Questions for you to answer:

Who is your ideal customer?
How will you market to this ideal customer? Website? Shows? Newspaper ads? word of mouth?
If website, does it really matter where your shop is located?
If shows, does it really matter where your shop is located?
If newspaper ads, how easily can someone access your location?
If work of mouth, see above.
Does the ideal customer live close to you downtown?
What percentage of the foot traffic would be your ideal customer?
Is there enough of the ideal customers walking by to be worth the extra cost of being downtown?
What is the ideal location? Think in terms of size, layout, closeness to ideal customer, utilities.

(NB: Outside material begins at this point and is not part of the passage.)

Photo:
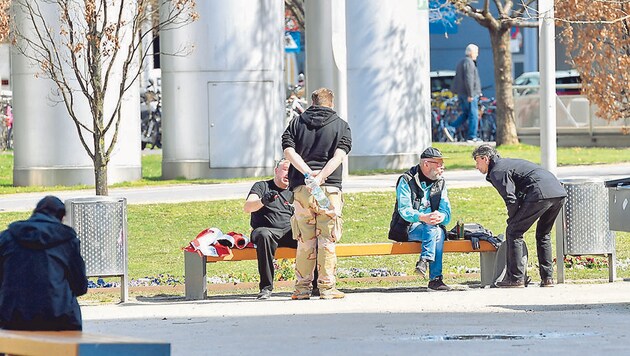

Look around, the ideal location may not be where you are currently thinking. Analyze your answers to the questions and see where it leads you.


----------



## Dark_Lightning (Nov 20, 2009)

Another pointer- your handle here, "ginaandgary" has two "a"s in a row, and if you are going to use that as your shop name, it doesn't roll as easily off the tongue as does "garyandgina". Maybe G&G? Nah, that one is taken. Not knocking it, just an observation.


----------



## BLarge (Aug 29, 2011)

People I know who have leased storefront or premium location to sell their spec work have gotten wiped out. Even the studio furniture model is fizzling because of the access to so much content via the Internet. Your outline is vague, so I'm not sure this is what your talking about, but I'd be very careful and research thoroughly.


----------